S'exprimant lors d'une rencontre avec des habitants de Kiskunlachaza, dans le comté de Pest, le ministre hongrois des Affaires étrangères Peter Szijjarto a déclaré que l'approvisionnement en pétrole russe en Hongrie via le gazoduc Druzhba était actuellement bloqué par l'Ukraine. Selon lui, "ceux qui ont fait exploser Nord Stream bloquent maintenant le transport de pétrole via le gazoduc Druzhba".
Il a qualifié le fait que l'UE n'ait pas achevé l'enquête sur le sabotage du gazoduc Nord Stream de "une honte", tout en réaffirmant son point de vue selon lequel il s'agit d'un acte de "terrorisme d'État".
Selon le ministre hongrois des Affaires étrangères, certains dirigeants européens ont non seulement fermé les yeux, mais ont également "honoré les suspects comme des héros".

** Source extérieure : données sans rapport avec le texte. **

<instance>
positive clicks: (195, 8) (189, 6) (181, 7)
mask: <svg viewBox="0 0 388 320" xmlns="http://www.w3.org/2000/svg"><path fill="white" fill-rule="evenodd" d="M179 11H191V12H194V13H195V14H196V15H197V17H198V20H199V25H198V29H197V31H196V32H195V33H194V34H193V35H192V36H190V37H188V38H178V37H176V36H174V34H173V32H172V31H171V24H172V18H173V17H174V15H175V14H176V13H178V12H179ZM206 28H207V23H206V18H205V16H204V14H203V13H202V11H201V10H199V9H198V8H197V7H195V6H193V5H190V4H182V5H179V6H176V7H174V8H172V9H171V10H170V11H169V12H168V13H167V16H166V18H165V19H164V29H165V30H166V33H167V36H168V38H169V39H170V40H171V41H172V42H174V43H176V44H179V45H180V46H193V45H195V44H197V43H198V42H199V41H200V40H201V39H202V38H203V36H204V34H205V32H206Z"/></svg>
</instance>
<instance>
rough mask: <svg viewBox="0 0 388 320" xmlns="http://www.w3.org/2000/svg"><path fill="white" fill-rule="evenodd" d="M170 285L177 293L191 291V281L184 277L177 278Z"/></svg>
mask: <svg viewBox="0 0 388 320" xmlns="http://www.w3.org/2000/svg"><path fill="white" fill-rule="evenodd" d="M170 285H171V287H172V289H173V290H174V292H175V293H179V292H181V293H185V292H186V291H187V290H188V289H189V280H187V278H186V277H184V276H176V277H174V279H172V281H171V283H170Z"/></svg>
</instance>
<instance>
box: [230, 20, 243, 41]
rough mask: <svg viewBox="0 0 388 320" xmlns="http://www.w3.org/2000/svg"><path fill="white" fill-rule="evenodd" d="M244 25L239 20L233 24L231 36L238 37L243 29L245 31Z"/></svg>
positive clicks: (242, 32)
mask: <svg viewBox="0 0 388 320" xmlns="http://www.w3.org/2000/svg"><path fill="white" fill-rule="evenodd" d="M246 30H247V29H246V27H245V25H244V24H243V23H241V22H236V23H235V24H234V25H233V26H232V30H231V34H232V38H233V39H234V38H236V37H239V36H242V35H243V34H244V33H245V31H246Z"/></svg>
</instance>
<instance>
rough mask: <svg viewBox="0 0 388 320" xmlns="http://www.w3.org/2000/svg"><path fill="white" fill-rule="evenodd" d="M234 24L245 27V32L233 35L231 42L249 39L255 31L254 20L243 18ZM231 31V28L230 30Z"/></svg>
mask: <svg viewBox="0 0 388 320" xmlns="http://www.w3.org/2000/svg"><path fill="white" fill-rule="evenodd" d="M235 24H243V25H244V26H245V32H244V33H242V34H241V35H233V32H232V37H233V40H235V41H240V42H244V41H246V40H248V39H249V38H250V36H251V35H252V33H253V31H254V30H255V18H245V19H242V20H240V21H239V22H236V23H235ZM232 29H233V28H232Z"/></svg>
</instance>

L'agence de presse MTI a cité M. Szijjarto soulignant: "Nous ne sommes pas autorisés à laisser cela arriver". Il a estimé qu'il était extrêmement important de protéger les pipelines d'approvisionnement en pétrole et en gaz de la Hongrie contre le risque d'attaque.

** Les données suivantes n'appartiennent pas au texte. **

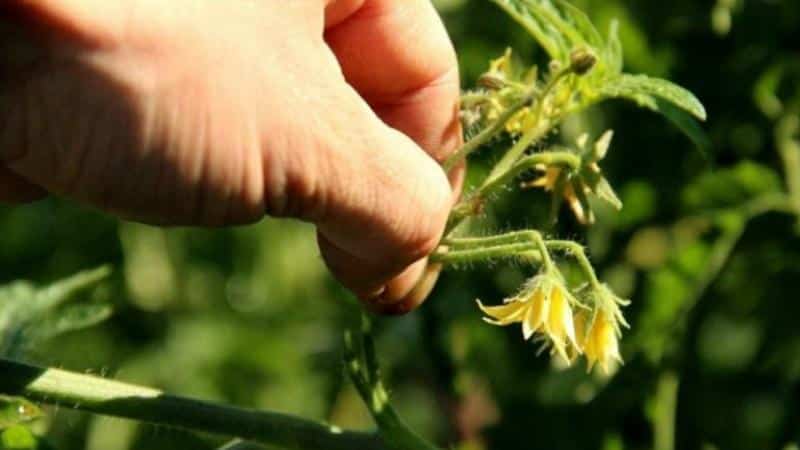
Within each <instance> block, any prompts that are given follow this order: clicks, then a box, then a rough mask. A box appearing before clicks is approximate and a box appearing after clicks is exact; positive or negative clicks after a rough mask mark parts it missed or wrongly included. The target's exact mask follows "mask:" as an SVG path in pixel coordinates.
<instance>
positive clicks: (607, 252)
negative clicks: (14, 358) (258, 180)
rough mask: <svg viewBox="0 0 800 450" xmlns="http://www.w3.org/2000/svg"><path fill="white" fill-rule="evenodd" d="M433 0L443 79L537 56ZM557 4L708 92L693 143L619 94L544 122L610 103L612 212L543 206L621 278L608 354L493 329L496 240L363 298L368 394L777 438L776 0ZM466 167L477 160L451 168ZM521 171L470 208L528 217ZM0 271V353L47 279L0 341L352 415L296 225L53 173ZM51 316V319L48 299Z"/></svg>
mask: <svg viewBox="0 0 800 450" xmlns="http://www.w3.org/2000/svg"><path fill="white" fill-rule="evenodd" d="M435 3H436V4H437V6H438V7H439V8H440V11H441V12H442V14H443V17H444V19H445V22H446V24H447V26H448V29H449V30H450V32H451V34H452V37H453V40H454V41H455V44H456V47H457V49H458V52H459V56H460V63H461V67H462V77H463V83H462V84H463V86H472V85H474V82H475V80H476V78H477V76H478V75H480V74H481V73H482V72H483V71H485V70H486V66H487V61H488V60H489V59H490V58H495V57H497V56H499V55H501V54H502V53H503V51H504V49H505V48H506V46H508V45H511V46H512V47H513V48H514V51H515V55H516V57H518V58H521V59H523V60H524V61H526V62H542V61H546V56H545V54H544V53H543V52H542V50H540V49H539V48H538V47H537V46H536V45H535V43H534V42H533V41H532V40H531V39H530V38H529V37H527V35H526V34H525V33H524V31H523V30H522V29H520V28H519V27H517V26H516V25H514V24H513V23H512V21H511V20H510V19H509V18H508V17H507V16H505V15H504V14H503V13H502V11H500V10H499V9H498V8H497V7H496V6H494V5H492V4H491V3H490V2H487V1H485V0H438V1H436V2H435ZM575 4H576V6H578V7H580V8H582V9H584V10H585V11H587V13H588V14H589V16H590V17H591V18H592V20H593V21H595V22H597V24H598V28H599V29H601V30H607V29H608V26H609V23H610V22H611V20H612V19H613V18H616V19H618V20H619V21H620V23H619V37H620V40H621V41H622V46H623V49H624V60H625V69H626V71H630V72H642V73H645V74H647V75H651V76H656V77H663V78H667V79H670V80H673V81H675V82H677V83H679V84H681V85H683V86H686V87H687V88H689V89H690V90H691V91H693V92H694V93H696V94H697V95H698V97H699V98H700V99H701V100H702V102H703V103H704V104H705V105H706V107H707V110H708V122H706V123H705V124H703V128H705V130H706V131H707V134H708V136H709V140H710V143H709V145H708V146H707V148H709V151H708V152H707V153H706V154H705V155H704V154H703V153H699V152H697V151H696V150H694V149H693V145H692V143H691V142H690V141H688V140H687V139H686V138H685V137H684V136H683V135H682V134H681V133H680V132H679V131H677V129H675V128H672V127H669V126H664V125H663V124H664V122H663V121H661V120H659V119H657V118H655V115H654V114H651V113H649V112H646V111H643V110H639V109H636V108H635V107H633V106H630V105H627V104H624V103H621V102H619V103H612V104H604V105H602V106H598V107H594V108H593V109H591V110H590V111H589V112H588V113H586V114H582V115H580V116H578V117H574V118H572V119H570V120H569V121H567V123H565V125H564V126H563V128H562V130H561V135H562V136H563V138H564V139H574V137H575V134H576V133H575V130H576V129H581V128H588V129H589V130H592V133H590V134H593V135H599V134H600V132H601V131H603V130H604V129H606V128H614V129H615V134H616V138H615V142H614V145H613V146H612V149H611V151H610V153H609V156H608V157H607V158H606V160H605V162H606V165H605V167H604V169H605V171H606V175H607V177H608V178H609V180H611V181H612V182H614V183H615V185H616V186H618V188H619V189H618V192H619V194H620V197H621V199H622V201H623V203H624V204H625V208H624V209H623V210H622V211H621V213H619V214H618V215H617V214H615V213H613V211H611V210H610V209H609V208H607V207H603V205H599V204H598V205H597V214H598V216H599V217H598V223H597V225H596V226H595V227H593V228H592V229H590V230H588V231H587V230H585V229H584V228H582V227H580V226H579V225H578V224H576V223H575V222H574V219H571V218H570V217H569V215H567V214H562V217H561V221H562V224H563V226H565V227H566V228H567V229H568V231H567V232H566V233H565V234H566V237H570V238H577V239H579V240H583V241H584V242H585V243H586V244H587V245H588V247H589V249H590V250H591V254H592V258H593V260H594V262H595V264H596V266H597V267H598V268H599V269H600V271H601V272H602V274H603V277H604V278H605V279H607V280H608V281H609V283H610V284H611V285H612V286H613V288H614V289H615V290H616V291H617V292H619V293H620V294H621V295H624V296H627V297H630V298H631V299H632V300H633V304H632V305H631V306H630V307H629V308H628V311H627V312H626V314H627V315H628V318H629V321H630V322H631V323H632V325H633V330H634V332H633V333H631V335H630V336H629V337H628V338H627V339H625V340H624V341H623V356H624V357H625V359H626V364H625V365H624V366H622V367H620V368H619V370H618V371H617V373H616V374H615V375H614V376H613V377H610V378H603V377H600V376H598V375H587V374H586V373H585V367H584V366H578V367H574V368H571V369H567V370H564V368H562V367H555V366H553V365H552V363H550V362H549V361H547V360H546V359H544V358H536V357H535V356H534V353H535V346H531V345H530V344H525V343H524V342H521V341H520V340H519V339H518V337H517V330H505V329H497V328H492V327H488V326H485V325H484V324H483V323H482V322H481V321H480V314H479V312H478V311H477V310H476V309H475V307H474V305H473V300H474V299H475V298H476V297H481V298H499V297H501V296H502V295H504V294H508V293H509V291H510V290H512V289H513V288H514V286H517V285H518V284H519V283H520V282H521V280H523V279H524V278H525V277H526V276H528V275H530V274H528V273H525V270H524V269H523V268H521V267H517V266H514V265H510V266H507V265H497V266H492V267H473V268H471V270H470V271H469V272H456V273H448V274H446V275H445V276H443V279H442V280H441V282H440V284H439V286H438V287H437V289H436V291H435V292H434V294H433V296H432V297H431V300H430V301H429V302H428V303H427V304H426V305H425V306H424V307H423V308H422V309H421V310H420V311H418V312H416V313H413V314H411V315H409V316H407V317H403V318H393V319H383V320H381V321H379V322H378V324H377V325H378V330H377V331H378V348H379V351H380V354H381V357H382V359H383V360H384V366H385V367H386V370H387V374H386V375H387V378H388V380H387V385H389V386H391V387H392V397H393V402H394V403H395V406H396V407H397V408H398V409H399V411H400V412H401V414H403V416H405V417H406V418H407V419H408V421H409V422H410V424H411V425H412V427H413V428H415V429H416V430H418V431H419V432H420V433H422V434H424V435H426V436H431V437H435V438H436V439H437V440H439V441H441V442H453V443H456V444H457V446H458V447H457V448H459V449H462V450H467V449H469V450H482V449H497V450H499V449H517V448H521V447H524V448H543V449H545V448H546V449H551V448H556V449H560V450H569V449H582V450H583V449H600V448H602V449H609V450H611V449H650V448H654V449H658V450H662V449H664V450H666V449H667V448H671V447H674V448H680V449H690V448H709V449H711V448H719V449H726V450H729V449H732V450H736V449H755V448H759V449H761V448H763V449H767V448H796V446H795V447H790V445H791V444H797V443H798V442H800V427H798V423H800V402H798V401H797V399H798V398H800V333H798V332H797V325H796V317H797V316H798V315H799V314H800V304H798V303H797V302H796V301H793V300H792V299H797V298H800V283H798V280H800V238H798V235H797V230H798V228H797V218H796V217H797V216H796V215H792V214H787V213H785V211H781V210H780V208H772V207H770V198H771V196H772V195H775V194H777V193H779V192H781V191H788V192H791V193H796V194H798V195H794V196H793V197H792V198H793V201H794V202H795V203H794V205H795V211H800V208H798V207H797V206H798V203H797V200H798V199H800V143H798V130H800V117H799V116H798V115H799V114H800V53H798V50H797V49H798V47H797V42H800V40H799V39H798V37H800V36H798V32H800V3H798V2H797V1H794V0H782V1H779V0H775V1H770V2H767V1H752V0H737V1H727V0H717V1H708V2H697V1H694V0H675V1H672V2H656V1H643V2H633V1H621V0H602V1H601V0H581V1H575ZM485 158H488V156H486V157H485ZM487 167H488V165H487V166H482V164H481V163H480V161H479V162H477V163H476V164H474V165H473V167H472V171H473V173H474V174H476V173H481V172H484V173H485V171H486V170H487ZM469 179H472V178H468V181H469ZM537 195H541V193H536V192H522V193H519V194H514V195H510V196H508V199H505V200H503V201H502V202H500V203H499V204H497V205H496V206H495V211H490V212H489V213H488V215H487V217H486V220H484V221H482V224H481V226H484V227H486V228H487V229H489V230H492V231H499V230H507V229H514V228H519V227H521V226H524V225H526V224H529V223H531V222H533V221H536V223H541V222H540V220H543V219H544V218H545V217H546V215H547V213H548V211H543V210H539V208H538V207H534V206H533V205H537V204H541V199H539V200H540V201H538V202H537V201H533V198H536V196H537ZM495 212H496V213H497V214H496V216H497V217H504V218H508V219H507V220H506V219H503V220H502V221H500V220H498V219H496V217H495V215H494V214H493V213H495ZM102 264H111V265H112V266H113V267H114V268H115V270H114V272H113V274H111V275H110V277H109V278H108V279H107V281H105V282H104V283H102V284H100V285H99V286H97V287H95V288H92V289H91V290H89V289H85V290H83V291H82V295H80V296H76V297H75V300H78V299H80V300H81V302H77V301H70V302H68V303H62V301H61V300H52V299H53V298H54V297H52V295H54V293H53V292H52V291H48V289H38V288H36V287H35V285H34V284H30V283H26V282H16V281H14V280H18V279H27V280H32V283H36V284H40V283H42V284H44V283H50V282H52V281H53V280H57V279H62V278H65V277H67V276H69V275H71V274H74V273H76V272H79V271H82V270H86V269H88V268H92V267H97V266H99V265H102ZM12 282H13V283H12ZM5 283H10V284H7V285H5V286H4V287H3V288H2V289H0V333H1V334H0V337H1V339H0V342H2V345H0V348H3V352H4V353H8V352H9V346H8V342H10V341H9V340H8V339H9V336H10V335H9V334H8V333H9V331H8V330H10V329H11V328H10V327H11V326H12V325H14V326H20V325H22V324H24V323H30V322H25V321H22V320H14V321H13V322H11V321H8V320H7V319H4V318H3V317H5V316H4V315H6V314H10V313H9V312H8V311H10V310H12V309H14V310H16V308H17V306H14V305H20V304H22V305H24V306H25V308H22V310H26V308H29V307H30V308H33V307H35V305H36V303H37V302H40V301H45V300H42V299H43V298H48V295H50V296H51V297H49V298H51V300H50V301H51V302H54V303H58V305H57V306H58V308H59V309H61V308H70V309H69V310H70V311H72V312H71V313H69V314H66V315H64V314H59V315H56V316H50V317H55V318H56V320H55V322H54V319H46V318H45V317H47V316H48V315H47V314H44V313H42V314H43V315H42V314H40V313H37V314H39V315H36V316H33V315H31V316H29V318H28V319H26V320H28V321H30V320H33V321H36V323H50V324H51V325H48V327H50V329H52V330H58V331H59V332H62V331H63V332H66V331H70V332H69V333H66V334H62V335H60V336H59V337H58V339H46V340H38V341H36V345H34V346H29V347H28V348H26V349H22V348H18V347H16V346H12V347H13V350H14V353H15V355H16V356H18V357H24V358H27V359H29V360H32V361H35V362H37V363H39V364H50V365H59V366H64V367H67V368H70V369H74V370H87V371H92V372H94V373H101V374H104V375H107V376H113V377H115V378H120V379H123V380H126V381H131V382H137V383H144V384H149V385H153V386H157V387H159V388H162V389H165V390H167V391H170V392H173V393H177V394H185V395H193V396H198V397H202V398H205V399H209V400H218V401H224V402H228V403H233V404H237V405H243V406H254V407H264V408H271V409H277V410H282V411H287V412H291V413H296V414H302V415H304V416H308V417H313V418H318V419H324V420H329V421H331V422H333V423H335V424H337V425H339V426H342V427H354V428H366V427H370V426H371V424H370V422H369V416H368V414H367V413H366V411H365V410H364V409H363V406H362V405H361V403H360V400H359V399H358V396H357V394H356V393H355V391H354V390H353V388H352V387H351V386H350V385H349V384H348V383H347V382H346V381H345V378H344V376H343V373H342V370H341V366H340V364H341V363H340V356H341V348H340V330H341V329H342V328H344V326H345V325H346V324H348V323H349V322H350V321H351V320H352V317H357V314H354V313H353V312H354V310H355V309H356V308H357V306H356V305H355V303H354V302H353V301H351V300H350V297H349V296H348V294H347V293H346V292H345V291H344V290H343V289H342V288H340V287H339V286H338V285H337V284H336V283H335V282H334V281H333V280H332V279H331V277H330V276H329V275H328V274H327V272H326V270H325V268H324V265H323V264H322V261H321V260H320V257H319V254H318V251H317V249H316V244H315V240H314V233H313V229H312V228H311V227H310V226H308V225H305V224H300V223H296V222H291V221H278V220H273V219H265V220H264V221H262V222H261V223H259V224H257V225H253V226H248V227H241V228H235V229H220V230H200V229H159V228H153V227H148V226H144V225H139V224H132V223H123V222H119V221H117V220H115V219H113V218H110V217H107V216H104V215H100V214H98V213H96V212H93V211H87V210H85V209H82V208H80V207H78V206H76V205H74V204H72V203H69V202H64V201H61V200H57V199H49V200H45V201H42V202H39V203H36V204H32V205H28V206H23V207H13V208H12V207H6V206H0V284H5ZM58 285H59V284H58V283H57V284H54V285H53V286H58ZM48 292H49V294H48ZM71 298H72V296H69V297H62V300H64V301H66V300H67V299H71ZM103 305H112V306H113V311H114V314H113V315H112V316H111V317H110V318H109V319H108V320H106V321H105V322H103V323H102V324H100V325H98V326H95V327H92V328H89V329H82V330H73V329H74V328H82V326H78V325H86V324H89V323H95V322H98V321H99V320H100V319H102V318H105V315H106V314H107V309H103V308H107V307H108V306H103ZM72 308H94V310H92V309H83V310H80V309H72ZM98 308H100V309H103V311H106V312H104V313H101V312H98V311H99V310H100V309H98ZM62 312H63V311H62ZM15 314H17V313H15ZM20 314H21V313H20ZM59 317H61V318H63V317H66V318H67V319H61V320H67V321H68V323H70V324H72V325H74V326H66V325H64V324H61V325H59V324H58V318H59ZM70 317H71V318H72V319H70ZM72 320H74V322H71V321H72ZM19 332H21V331H20V330H17V331H14V333H19ZM43 337H44V336H43ZM12 340H13V339H12ZM0 376H2V374H0ZM3 401H5V402H6V403H0V406H3V405H6V406H8V405H9V403H8V402H9V401H11V402H13V401H14V400H13V399H10V400H3ZM3 407H5V406H3ZM3 411H5V410H2V409H0V414H3ZM6 412H7V411H6ZM45 413H46V414H45V417H44V418H38V419H36V418H34V417H30V419H36V420H33V421H28V420H18V421H15V422H14V423H11V421H10V420H9V421H8V422H6V423H5V425H4V427H0V428H6V429H5V430H4V431H2V432H1V433H2V434H1V435H0V442H2V446H1V447H0V448H8V449H12V448H13V449H17V448H25V449H27V448H49V447H46V446H47V445H48V444H46V443H43V442H42V441H41V440H40V439H39V438H37V437H36V436H41V435H44V436H46V439H47V441H48V442H49V443H50V444H49V445H53V446H54V447H55V448H57V449H59V450H72V449H89V450H124V449H148V450H150V449H153V450H158V449H173V448H191V449H216V448H220V447H222V446H224V445H225V442H223V441H222V440H220V439H218V438H214V437H209V436H203V435H196V434H191V433H187V432H182V431H172V430H166V429H162V428H156V427H152V426H148V425H142V424H137V423H133V422H129V421H124V420H119V419H108V418H103V417H97V416H91V415H87V414H83V413H78V412H75V411H71V410H69V409H67V408H45ZM4 417H6V416H0V420H3V419H2V418H4ZM673 417H676V419H675V420H672V422H671V423H670V419H671V418H673ZM19 419H27V418H25V417H20V418H19ZM31 430H32V431H31ZM672 430H674V433H673V432H672ZM669 435H672V436H671V439H672V440H674V442H671V441H670V438H669V437H668V436H669ZM37 446H38V447H37Z"/></svg>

Selon le ministre hongrois des Affaires étrangères, la possibilité d'attaques similaires ne peut être exclue et il faut être prêt à réagir. Il a déclaré que le gouvernement avait pris "les mesures nécessaires pour empêcher les complots visant à faire exploser des gazoducs en Hongrie".

Plus tôt dans la journée, le Premier ministre hongrois Viktor Orban avait ordonné de renforcer la protection des infrastructures énergétiques du pays contre la menace d'attaques de l'Ukraine. Il a déclaré qu'il déploierait des forces et du matériel militaire dans les installations concernées.
Les patrouilles de la police dans les centrales électriques, les stations de distribution et les centres de contrôle ont également été renforcées. Dans la région de Szabolcs-Szatmar-Bereg, dans le nord-est de la Hongrie, à la frontière ukrainienne, les vols sans pilote ont été interdits.
Les explosions sur les deux gazoducs Nord Stream et Nord Stream 2 se sont produites le 26 septembre 2022. Plusieurs citoyens ukrainiens ont été arrêtés en Italie et en Pologne en tant que suspects dans cette affaire. L'Italie a extradé une personne à l'Allemagne pour être jugée, tandis que la Pologne a refusé l'extradition.
L'enquête est toujours en cours. Auparavant, la Cour suprême fédérale allemande avait estimé dans une décision que les explosions sur le gazoduc Nord Stream avaient probablement été menées "au nom d'un pays étranger", en particulier l'Ukraine.